19. The prosecution has not produced Hari Ram and Jagir Singh, who are the neighbours of the appellant's field and Dhani to prove that the deceased was subjected to cruelty by the appellant. The prosecution has thus deliberately withheld these material witnesses, who could depose about the alleged cruelty. Even if the statements of PW 1 Sultana Ram and PW 3 Smt. Guddi, which are inconsistent and contradictory, are taken to be on their face value, still then it does not stand established beyond reasonable doubt that deceased Smt. Badu was subjected to cruelty by the appellant immediately before her death in connection with any demand for dowry. Therefore, the third basic ingredient for attracting the provisions of Section 113B, Evidence Act and for constituting the offence Under Section 304B for "dowry death" does not stand proved. Therefore, the learned trial Judge has committed serious illegality in drawing presumption against the appellant Under Section 113B, Evidence Act.

20. PW 7 Abhimanyu Singh, Dy. S. P. who conducted the investigation, has specifically staled that on the day of the alleged occurrence, appellant Jai Ram was not present at his house. Therefore, it has not been proved that the appellant was present at the time of the alleged occurrence and, therefore, he cannot be held guilty or vicariously liable for the acts done by co-accused persons. In the instant case, co-accused have already been acquitted by the trial Judge. Therefore, in my considered opinion, the learned trial Judge has committed grave error and illegality in holding the appellant guilty for the offence u/s 304B IPC merely on the basis of surmises and conjectures.

21. As regards the offence Under Section 498A IPC, PW 1 Sultana Ram in FIR Ex. D.1 has made an omnibus allegation that the appellant, co-accused Necku Ram, Smt. Surji and Menpal etc. subjected the deceased to cruelty and used to make demand for dowry. During the trial also, PW I Sultana Ram and PW 3 Smt. Guddi have stated likewise, but the learned trial Judge has disbelieved their testimony and acquitted co-accused persons. Hence on the basis of same evidence, the learned trial Judge had no jurisdiction to practise discrimination in respect of the appellant and to convict him for the offence Under Section 498A IPC. Moreover, the evidence regarding the alleged cruelty towards the deceased is also quite vague, incomplete, contradictory, replete with material contradictions and unworthy off credence. Therefore, in my considered opinion, the learned trial Judge has fallen into grave error in finding the appellant guilty for the offence Under Section 498A IPC.

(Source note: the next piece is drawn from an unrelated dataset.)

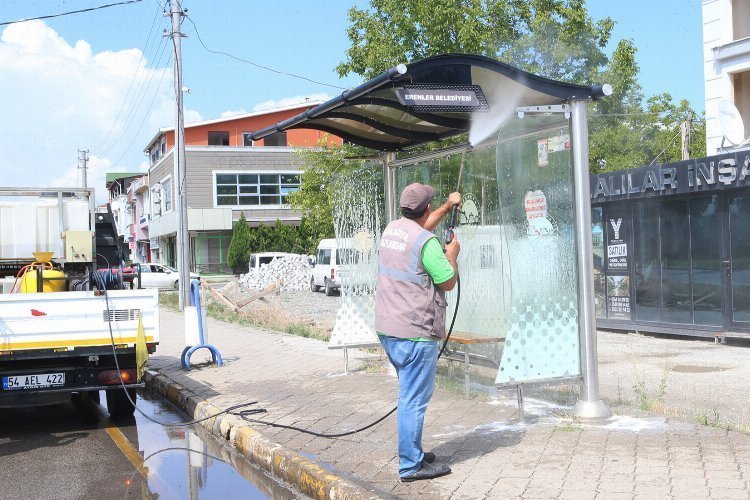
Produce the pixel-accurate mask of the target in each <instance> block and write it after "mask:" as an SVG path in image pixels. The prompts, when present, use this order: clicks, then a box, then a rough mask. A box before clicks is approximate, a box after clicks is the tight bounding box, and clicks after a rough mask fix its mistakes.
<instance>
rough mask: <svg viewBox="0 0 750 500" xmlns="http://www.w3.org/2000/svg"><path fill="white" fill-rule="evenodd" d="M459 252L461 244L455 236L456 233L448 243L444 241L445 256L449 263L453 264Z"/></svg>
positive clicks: (454, 263) (456, 257)
mask: <svg viewBox="0 0 750 500" xmlns="http://www.w3.org/2000/svg"><path fill="white" fill-rule="evenodd" d="M460 252H461V245H460V244H459V243H458V238H456V235H455V234H454V235H453V240H452V241H451V242H450V243H446V245H445V256H446V257H447V258H448V260H449V261H450V262H451V264H455V262H456V260H457V259H458V254H459V253H460Z"/></svg>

22. the net result of the above discussion is that this appeal is allowed and the impugned judgment D/- 1-7-1992 as also the conviction and sentence passed against the appellant by the learned Addl. Distt. and Sessions Judge, Raisinghnagar are set aside. The appellant Jai Ram is acquitted of the offences Under Sections 304B and 498A IPC. He is at present lodged in Central Jail, Bikaner. He shall be released forthwith, provided he is not required in any othercase. The jail Authorities be informed accordingly.